The following integral arises in statistical mechanics of lattice models:
$ \displaystyle I = \int_{0}^{\pi/2} \ln\left(\, 1 + \sqrt{\, 1 - a^{2}\sin^{2}\left(\phi\right)\,}\,\right)\, \mathrm{d} \phi\quad$ with $\quad a \leq 1 $.
By trial and error, the integral was shown to be nearly equal to
$ \displaystyle I = {\pi \over 4}\ln\left(2\right) + {\pi \over 4} \ln\left(1 + \sqrt{\, 1 - Ga^{2}\, }\right) $.
where $G$ denotes Catalan constant.
Is there a method of obtaining an exact analytical solution or justifying the approximate answer given above ?.
Similar to @Maxim's comment $$I(a) = \int_{0}^{\pi/2}\log\left(\, 1 +\sqrt{\, 1 - a^{2}\sin^{2}\left(\phi\right)\,}\,\right)\,d\phi$$ $$I'(a)=- \int_{0}^{\pi/2} \frac{a \sin ^2(\phi)}{\sqrt{1-a^2 \sin ^2(\phi)} \left(1+\sqrt{1-a^2 \sin^2(\phi)}\right)}\,d\phi=\frac{\pi -2 K\left(a^2\right)}{2 a}$$
$$\int \frac{K\left(a^2\right)}{ a}\,da=-\frac{1}{4} G_{3,3}^{2,2}\left(-a^2| \begin{array}{c} \frac{1}{2},\frac{1}{2},1 \\ 0,0,0 \end{array} \right)$$ and $I(0)=\frac{1}{2} \pi \log (2)$.
After simplifications, this led me (laboriously) to @Maxim's result.

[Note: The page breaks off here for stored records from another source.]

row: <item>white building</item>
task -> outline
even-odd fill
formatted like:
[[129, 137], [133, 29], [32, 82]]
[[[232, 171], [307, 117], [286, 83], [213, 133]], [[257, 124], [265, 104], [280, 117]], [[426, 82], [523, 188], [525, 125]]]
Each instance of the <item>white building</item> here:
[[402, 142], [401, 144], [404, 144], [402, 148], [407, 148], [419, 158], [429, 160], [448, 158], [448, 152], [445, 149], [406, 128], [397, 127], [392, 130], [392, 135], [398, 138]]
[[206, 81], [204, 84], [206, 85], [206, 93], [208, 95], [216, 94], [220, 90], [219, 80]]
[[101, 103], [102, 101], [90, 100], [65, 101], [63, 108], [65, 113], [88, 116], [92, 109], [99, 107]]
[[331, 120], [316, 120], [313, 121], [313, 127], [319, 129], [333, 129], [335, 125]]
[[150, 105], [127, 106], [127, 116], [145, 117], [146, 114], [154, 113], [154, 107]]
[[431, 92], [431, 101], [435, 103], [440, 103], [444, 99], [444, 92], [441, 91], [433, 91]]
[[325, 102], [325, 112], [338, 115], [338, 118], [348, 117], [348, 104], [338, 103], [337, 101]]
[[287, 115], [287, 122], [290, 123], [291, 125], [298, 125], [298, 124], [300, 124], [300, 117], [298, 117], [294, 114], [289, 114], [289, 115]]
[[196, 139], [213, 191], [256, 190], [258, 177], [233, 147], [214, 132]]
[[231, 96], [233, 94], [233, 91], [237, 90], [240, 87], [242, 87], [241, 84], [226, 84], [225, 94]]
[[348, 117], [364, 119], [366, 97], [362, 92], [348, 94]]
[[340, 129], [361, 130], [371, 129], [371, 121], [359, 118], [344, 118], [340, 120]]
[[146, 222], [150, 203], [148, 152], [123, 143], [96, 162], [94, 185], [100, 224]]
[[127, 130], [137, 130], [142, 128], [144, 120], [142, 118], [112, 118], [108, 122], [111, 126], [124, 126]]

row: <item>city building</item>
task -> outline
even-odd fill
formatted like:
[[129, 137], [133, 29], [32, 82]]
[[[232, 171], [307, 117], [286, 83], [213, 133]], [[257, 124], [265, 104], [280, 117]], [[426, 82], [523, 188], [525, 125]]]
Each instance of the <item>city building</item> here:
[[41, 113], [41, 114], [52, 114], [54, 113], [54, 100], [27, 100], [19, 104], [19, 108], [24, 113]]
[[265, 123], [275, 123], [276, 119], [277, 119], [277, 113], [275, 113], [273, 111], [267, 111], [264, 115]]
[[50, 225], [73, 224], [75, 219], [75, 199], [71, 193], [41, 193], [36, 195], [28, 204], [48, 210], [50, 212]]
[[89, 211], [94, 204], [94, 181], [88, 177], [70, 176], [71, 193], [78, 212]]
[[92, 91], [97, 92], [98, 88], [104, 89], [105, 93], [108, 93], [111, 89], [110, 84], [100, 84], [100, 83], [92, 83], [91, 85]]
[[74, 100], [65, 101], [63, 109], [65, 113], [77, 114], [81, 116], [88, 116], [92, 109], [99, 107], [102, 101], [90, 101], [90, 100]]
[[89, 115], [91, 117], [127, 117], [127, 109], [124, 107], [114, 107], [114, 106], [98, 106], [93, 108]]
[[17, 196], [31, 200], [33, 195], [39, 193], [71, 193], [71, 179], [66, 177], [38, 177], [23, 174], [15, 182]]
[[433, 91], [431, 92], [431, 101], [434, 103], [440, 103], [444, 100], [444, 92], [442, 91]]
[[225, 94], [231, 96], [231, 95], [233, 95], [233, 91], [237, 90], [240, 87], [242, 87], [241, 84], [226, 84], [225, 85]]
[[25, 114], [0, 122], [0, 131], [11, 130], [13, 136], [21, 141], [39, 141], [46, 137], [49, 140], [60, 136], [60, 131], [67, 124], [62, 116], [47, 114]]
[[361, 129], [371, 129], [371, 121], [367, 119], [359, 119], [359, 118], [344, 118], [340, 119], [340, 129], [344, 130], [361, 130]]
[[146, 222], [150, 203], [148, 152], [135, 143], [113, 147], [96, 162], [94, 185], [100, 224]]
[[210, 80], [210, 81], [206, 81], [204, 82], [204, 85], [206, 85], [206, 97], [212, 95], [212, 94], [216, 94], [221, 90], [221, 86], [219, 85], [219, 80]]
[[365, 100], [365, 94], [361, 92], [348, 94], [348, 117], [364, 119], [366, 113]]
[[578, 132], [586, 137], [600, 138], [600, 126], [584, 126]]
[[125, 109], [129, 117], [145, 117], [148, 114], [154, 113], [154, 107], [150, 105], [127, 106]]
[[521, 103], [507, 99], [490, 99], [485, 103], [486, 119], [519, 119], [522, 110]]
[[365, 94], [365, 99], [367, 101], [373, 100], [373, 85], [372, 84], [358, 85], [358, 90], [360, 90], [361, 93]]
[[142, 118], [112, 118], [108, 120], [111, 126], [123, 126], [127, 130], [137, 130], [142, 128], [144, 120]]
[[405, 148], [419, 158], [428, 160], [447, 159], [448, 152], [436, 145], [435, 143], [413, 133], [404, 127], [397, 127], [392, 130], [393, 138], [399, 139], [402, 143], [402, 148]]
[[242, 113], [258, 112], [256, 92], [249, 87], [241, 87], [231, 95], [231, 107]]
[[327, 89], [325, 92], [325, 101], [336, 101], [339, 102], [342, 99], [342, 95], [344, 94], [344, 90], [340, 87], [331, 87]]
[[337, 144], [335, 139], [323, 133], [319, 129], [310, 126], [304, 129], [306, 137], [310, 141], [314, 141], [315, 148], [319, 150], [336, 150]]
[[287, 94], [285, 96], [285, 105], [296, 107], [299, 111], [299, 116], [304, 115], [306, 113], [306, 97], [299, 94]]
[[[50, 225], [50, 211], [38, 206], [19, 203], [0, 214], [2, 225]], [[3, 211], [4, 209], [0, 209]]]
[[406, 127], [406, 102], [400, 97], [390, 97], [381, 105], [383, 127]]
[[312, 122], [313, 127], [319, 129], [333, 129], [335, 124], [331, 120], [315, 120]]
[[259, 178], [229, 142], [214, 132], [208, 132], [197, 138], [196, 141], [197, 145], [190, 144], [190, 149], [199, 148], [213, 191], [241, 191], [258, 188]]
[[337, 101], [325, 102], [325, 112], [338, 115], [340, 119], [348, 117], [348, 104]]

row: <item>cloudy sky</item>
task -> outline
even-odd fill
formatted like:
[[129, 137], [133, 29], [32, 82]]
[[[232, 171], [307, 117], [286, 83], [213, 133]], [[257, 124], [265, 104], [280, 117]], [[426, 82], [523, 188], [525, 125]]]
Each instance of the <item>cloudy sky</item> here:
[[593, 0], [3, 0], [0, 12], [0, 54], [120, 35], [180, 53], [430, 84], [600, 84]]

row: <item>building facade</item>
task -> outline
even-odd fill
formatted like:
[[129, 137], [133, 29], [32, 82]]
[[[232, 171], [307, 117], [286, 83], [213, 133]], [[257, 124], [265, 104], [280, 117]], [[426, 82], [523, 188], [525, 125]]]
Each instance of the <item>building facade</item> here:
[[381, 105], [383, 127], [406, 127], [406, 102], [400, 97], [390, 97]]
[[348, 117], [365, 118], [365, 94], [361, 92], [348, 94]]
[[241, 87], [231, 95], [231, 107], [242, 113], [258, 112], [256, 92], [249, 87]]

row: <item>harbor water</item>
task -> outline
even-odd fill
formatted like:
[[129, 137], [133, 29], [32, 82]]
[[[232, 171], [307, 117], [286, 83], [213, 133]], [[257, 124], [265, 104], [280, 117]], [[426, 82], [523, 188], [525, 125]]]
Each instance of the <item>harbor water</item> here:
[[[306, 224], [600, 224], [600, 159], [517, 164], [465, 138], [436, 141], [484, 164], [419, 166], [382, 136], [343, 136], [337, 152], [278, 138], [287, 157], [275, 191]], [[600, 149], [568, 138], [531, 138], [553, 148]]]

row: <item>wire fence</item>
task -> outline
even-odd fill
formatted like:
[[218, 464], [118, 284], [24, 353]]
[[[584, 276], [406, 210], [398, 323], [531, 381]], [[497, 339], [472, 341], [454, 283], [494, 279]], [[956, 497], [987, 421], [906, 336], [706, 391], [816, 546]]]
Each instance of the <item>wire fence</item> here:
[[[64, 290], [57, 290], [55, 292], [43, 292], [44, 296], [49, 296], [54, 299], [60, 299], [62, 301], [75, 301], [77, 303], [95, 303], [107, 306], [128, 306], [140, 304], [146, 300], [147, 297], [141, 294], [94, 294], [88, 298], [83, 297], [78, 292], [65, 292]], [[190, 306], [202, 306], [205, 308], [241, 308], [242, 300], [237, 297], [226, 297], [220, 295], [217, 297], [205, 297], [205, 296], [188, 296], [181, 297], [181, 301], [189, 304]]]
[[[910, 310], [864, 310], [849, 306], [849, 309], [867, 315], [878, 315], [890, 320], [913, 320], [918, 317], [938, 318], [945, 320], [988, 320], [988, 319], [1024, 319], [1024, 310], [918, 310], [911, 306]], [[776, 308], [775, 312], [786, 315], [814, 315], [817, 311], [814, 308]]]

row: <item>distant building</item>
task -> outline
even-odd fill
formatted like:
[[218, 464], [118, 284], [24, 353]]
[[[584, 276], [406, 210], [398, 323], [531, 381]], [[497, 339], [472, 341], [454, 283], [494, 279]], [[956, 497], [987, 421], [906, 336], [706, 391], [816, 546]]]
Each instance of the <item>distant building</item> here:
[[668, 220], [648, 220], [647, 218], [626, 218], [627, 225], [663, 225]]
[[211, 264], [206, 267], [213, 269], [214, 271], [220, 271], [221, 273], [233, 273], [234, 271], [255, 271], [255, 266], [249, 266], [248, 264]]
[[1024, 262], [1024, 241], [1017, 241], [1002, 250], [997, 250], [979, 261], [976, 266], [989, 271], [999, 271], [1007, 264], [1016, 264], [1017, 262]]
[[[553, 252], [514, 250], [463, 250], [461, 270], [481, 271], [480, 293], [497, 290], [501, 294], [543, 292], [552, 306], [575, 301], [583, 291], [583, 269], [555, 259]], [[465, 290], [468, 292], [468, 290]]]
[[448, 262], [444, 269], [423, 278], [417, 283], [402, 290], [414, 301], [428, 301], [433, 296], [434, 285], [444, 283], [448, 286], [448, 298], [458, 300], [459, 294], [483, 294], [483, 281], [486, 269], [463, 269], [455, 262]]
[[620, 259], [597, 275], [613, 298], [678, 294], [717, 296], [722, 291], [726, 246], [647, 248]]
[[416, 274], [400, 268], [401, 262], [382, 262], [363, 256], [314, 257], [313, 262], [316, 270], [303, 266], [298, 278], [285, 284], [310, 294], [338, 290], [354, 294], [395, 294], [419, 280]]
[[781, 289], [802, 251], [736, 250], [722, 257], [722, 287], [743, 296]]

$$I(a) = \frac {\pi } 2 \log( 2)- \frac {\pi a^2} {16} {_4 F_3} {\left( 1, 1, \frac 3 2, \frac 3 2; 2, 2, 2; a^2 \right)}$$ The good approximation given in the post $$ J(a) ={\pi \over 4}\log\left(2\right) + {\pi \over 4} \log\left(1 + \sqrt{\, 1 - Ca^{2}\, }\right)$$ can easily be justified looking at the series expansions built around $a=0$ $$I(a)=\frac{\pi}{2} \log (2)-\frac{\pi }{16}a^2-\frac{9 \pi }{512}a^4-\frac{25 \pi }{3072}a^6+O\left(a^8\right)$$ $$J(a)=\frac{\pi}{2} \log (2)-\frac{\pi C}{16} a^2 -\frac{3\pi C^2}{128} a^4 -\frac{5\pi C^3}{384} a^6 +O\left(a^8\right)$$ Since $C\sim 0.915966 $, this makes the coefficients quite similar (their ratios are $C$, $\frac{4}{3} C^2$, $\frac{8 }{5}C^3$).
If you need approximations, you could probably think about $[2n,2n]$ Padé approximants of the ${_4 F_3}$ hypergeometric function (built around $a=0$).